SERGEY TANEYEV - String Quartets 2 and 6 - California String Quartet -
044747358925 - Released: September 2017 - Centaur CRC3589
Sergey Taneyev (1856-1915) certainly stands as the odd man out against the backdrop of Russian music around the beginning of the 20th century. His teacher was Tchaikovsky,
and some of his own students included Rachmaninov and Scriabin, but his music sounds like neither of them. The slightest hints of another Russian composer from around that time that I can
perceive within his music resemble Glazunov. Taneyev's writing was guided by intellect rather than emotion. He was an amateur scientist and mathematician, and believed that composition should
be driven by form and logic, and that solid counterpoint, rather than melodic or thematic development, should be its foundation. In that sense he was closer to the German school of musical
development, fusing Bach and Brahms together. No fairy tale ballets or surreal flights of the imagination can be found within his opus, but oddly enough he apparently was blessed with a mean
sense of humor.
Having said all that, most of his music is not as "dry and laboured in character" as Rimsky-Korsakov once pointed out, but then he was setting down music about sultans, demons and shipwrecks,
and not straight-laced chamber music and symphonies. For example, the opening movement of the String Quartet No. 2, Op.5, despite projecting an overall
melancholic undertone, is constantly driven forward by a rhythmic momentum tossed around from player to player, each one getting a turn at holding up the melodic torch, with a wide spread from
top to bottom. The second movement scherzo starts and ends with what sounds like an urgent train ride, with a warm and lyrical segment at its core. The Adagio espressivo movement
is where I discern more clearly Taneyev's Russian character, and hear bits of Glazunov's influence. Taneyev wrote extensively on the theoretical aspect of music and felt that the new
music of the day was heading in the wrong harmonic direction and needed traditional olde worlde methods to straighten it out. Nowhere is that becoming more apparent than in the more mature
String Quartet No. 6, Op. 19. In particular the Adagio serioso movement wherein, aside from a short and tender interlude, is almost entirely built
upon a strict Bachian counterpoint. Nothing wrong with that at all except that it was completely countercurrent to the direction music was taking in 1905. And despite all this, the final movement
caps the quartet with an unbridled sense of joy.

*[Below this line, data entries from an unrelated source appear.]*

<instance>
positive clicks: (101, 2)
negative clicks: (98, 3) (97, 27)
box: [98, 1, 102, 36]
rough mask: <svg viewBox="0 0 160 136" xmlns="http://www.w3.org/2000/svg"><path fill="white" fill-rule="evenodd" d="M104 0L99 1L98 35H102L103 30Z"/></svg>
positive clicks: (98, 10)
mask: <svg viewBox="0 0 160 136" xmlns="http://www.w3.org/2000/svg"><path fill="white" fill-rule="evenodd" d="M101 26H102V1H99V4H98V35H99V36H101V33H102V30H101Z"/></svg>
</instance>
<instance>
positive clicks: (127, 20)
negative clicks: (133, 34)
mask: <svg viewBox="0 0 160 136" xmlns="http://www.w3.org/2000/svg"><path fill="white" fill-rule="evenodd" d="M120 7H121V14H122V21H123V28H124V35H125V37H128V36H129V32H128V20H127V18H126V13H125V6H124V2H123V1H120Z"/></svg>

The California String Quartet was established in 2002 by members of the Los Angeles Chamber Orchestra, an ensemble credited with many outstanding recordings on a variety
of fine labels. Katia Popov (violin), and new members Luanne Homzy (violin), Zach Dellinger (viola) and Benjamin Lash
(cello), although busy commissioning composers to write a new work for every concert, have truly slipped into Taneyev's persona for this recording and manage to expose the composer's deepest
emotional anima, overshadowing his theoretical reasoning. The rhapsodic and expressive cello of Benjamin Lash combined with the emotive phrasing of Katia Popov's violin remove all doubts
about this composer's lack of "musical" and "expressive" capabilities. The sound quality is excellent with all four instruments staged properly and precisely balanced. There aren't many recordings
available right now for these quartets, so it's very likely for this one to have set the bar higher.